Comment booster la mixité dans l’entrepreneuriat
L’entrepreneuriat féminin ? C’est un potentiel immense qui reste à exploiter, selon Claire Saddy, la nouvelle présidente du réseau d’incubateur Les Pionnières.
679 sociétés créées, 1954 entrepreneuses accompagnées, près de 2000 emplois directs créés : c’est un beau bilan que le réseau d’incubateur Les Pionnières peut afficher. Claire Saddy, sa présidente depuis juillet 2016, décrypte sa politique en faveur de l’entrepreneuriat féminin.
Entrepreneurs d’avenir – En quoi consiste le réseau des Pionnières ?
Claire Saddy – Tout a commencé il y a 11 ans avec l’incubateur Paris-Pionnières, qui a ensuite essaimé sur tout le territoire français, jusqu’à Bruxelles, Luxembourg et même la Guyane et la Martinique. La fédération compte aujourd’hui 18 incubateurs, et le 22 février, nous en ouvrons un à Toulouse. Notre objectif : booster la mixité dans l’entrepreneuriat sur des projets à haut potentiel. Nous sommes particulièrement intéressées par l’innovation sociétale qui attire beaucoup les femmes.
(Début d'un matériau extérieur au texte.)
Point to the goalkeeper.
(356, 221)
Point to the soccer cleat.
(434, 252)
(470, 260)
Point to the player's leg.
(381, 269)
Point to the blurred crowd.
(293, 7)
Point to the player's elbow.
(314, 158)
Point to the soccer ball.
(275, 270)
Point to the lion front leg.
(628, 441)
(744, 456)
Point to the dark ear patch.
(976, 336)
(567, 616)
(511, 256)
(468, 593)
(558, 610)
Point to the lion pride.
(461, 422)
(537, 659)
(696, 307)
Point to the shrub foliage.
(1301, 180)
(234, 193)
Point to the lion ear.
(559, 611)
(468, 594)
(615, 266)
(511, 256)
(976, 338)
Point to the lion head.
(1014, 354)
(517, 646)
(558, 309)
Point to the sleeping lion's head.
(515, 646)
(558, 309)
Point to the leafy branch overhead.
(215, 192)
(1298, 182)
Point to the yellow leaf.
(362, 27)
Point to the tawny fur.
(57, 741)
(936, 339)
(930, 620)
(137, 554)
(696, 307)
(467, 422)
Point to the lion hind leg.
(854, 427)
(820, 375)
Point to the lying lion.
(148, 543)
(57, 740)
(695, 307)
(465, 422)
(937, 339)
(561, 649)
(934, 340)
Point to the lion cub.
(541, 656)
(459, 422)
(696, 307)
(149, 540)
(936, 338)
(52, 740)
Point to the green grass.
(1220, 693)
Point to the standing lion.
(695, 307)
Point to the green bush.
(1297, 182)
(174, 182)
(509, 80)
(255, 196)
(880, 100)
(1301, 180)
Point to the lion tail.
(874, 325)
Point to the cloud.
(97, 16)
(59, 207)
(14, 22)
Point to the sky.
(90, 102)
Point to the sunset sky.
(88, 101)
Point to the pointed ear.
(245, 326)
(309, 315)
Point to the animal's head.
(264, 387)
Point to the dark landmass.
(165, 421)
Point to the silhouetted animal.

Comment sélectionnez-vous les projets qui intègrent l’incubateur ?
Le projet doit être porté par une équipe féminine ou au minimum mixte. Il doit aussi présenter un caractère d’innovation et être créateur d’emploi. Nous accompagnons les créatrices de façon très personnalisée tout au long de leur projet. Nous les testons psychologiquement, et nous sommes aussi incubateurs de créativité pour booster leurs idées. La phase d’émergence peut durer six mois, et elle se termine par un point qu’on appelle Go-Nogo, soit « j’y vais ou pas ». Celles qui franchissent cette étape entrent en pré-incubation, c’est un schéma classique des incubations.
Selon vous, quels sont les freins qui bloquent l’entrepreneuriat féminin ?
Ils sont connus. Les qualités requises pour être entrepreneur sont les mêmes pour les femmes et pour les hommes, mais les femmes ont plus d’appréhensions, plus d’humilité, plus de difficultés à se vendre, et pas toujours au juste prix. Elles manquent de culture entrepreneuriale et de confiance en elles. Moi-même, j’ai créé ma boîte il y a neuf ans, parce que je n’avais jamais pensé à le faire avant, tout simplement ! Autre frein : la répartition des tâches domestiques ménagères, dévolues à 80 % aux femmes. Nous avons donc créé des modules axés sur le développement de compétences spécifiquement « féminines », où nous donnons beaucoup de modèles de réussite entrepreneuriale féminine, et nous parlons de la joie d’entreprendre.
Avez-vous une politique en faveur des femmes en difficulté ?
Oui. Je veux que les Pionnières deviennent ultra inclusives et accompagnent les femmes sur tout le territoire français, quel que soit leur lieu d’habitation. Nous faisons aussi la promotion de la mixité territoriale pour montrer à quel point les régions sont créatrices d’emploi. Tout ne se passe pas seulement à Paris ! Nous allons bientôt mettre en service un outil d’accompagnement à distance, destiné aux femmes qui habitent trop loin des incubateurs. Enfin, nous allons signer un partenariat avec Handicap International pour aider les femmes en situation de handicap.
Finalement, la liberté des entrepreneuses ne se paie-t-elle pas d’un prix très élevé ?
Je ne crois pas, parce que les femmes qui se lancent réagencent leur vie. Voyez Laëtitia Nourissat, la fondatrice de Decidento, un site de veille d’informations économiques pointues dédié aux entreprises. Elle est seule à gérer sa boîte, tout en étant enceinte de son quatrième enfant ! Elle a recruté sept personnes et vient de remporter le Prix La Tribune Jeune Entrepreneur 2017. Elle a réorganisé sa vie, elle est zen et on la sent épanouie. Pour les enfants, il vaut mieux avoir une maman heureuse qui leur offre du temps de qualité, qu’une maman déprimée parce qu’elle a sacrifié à la pression sociale.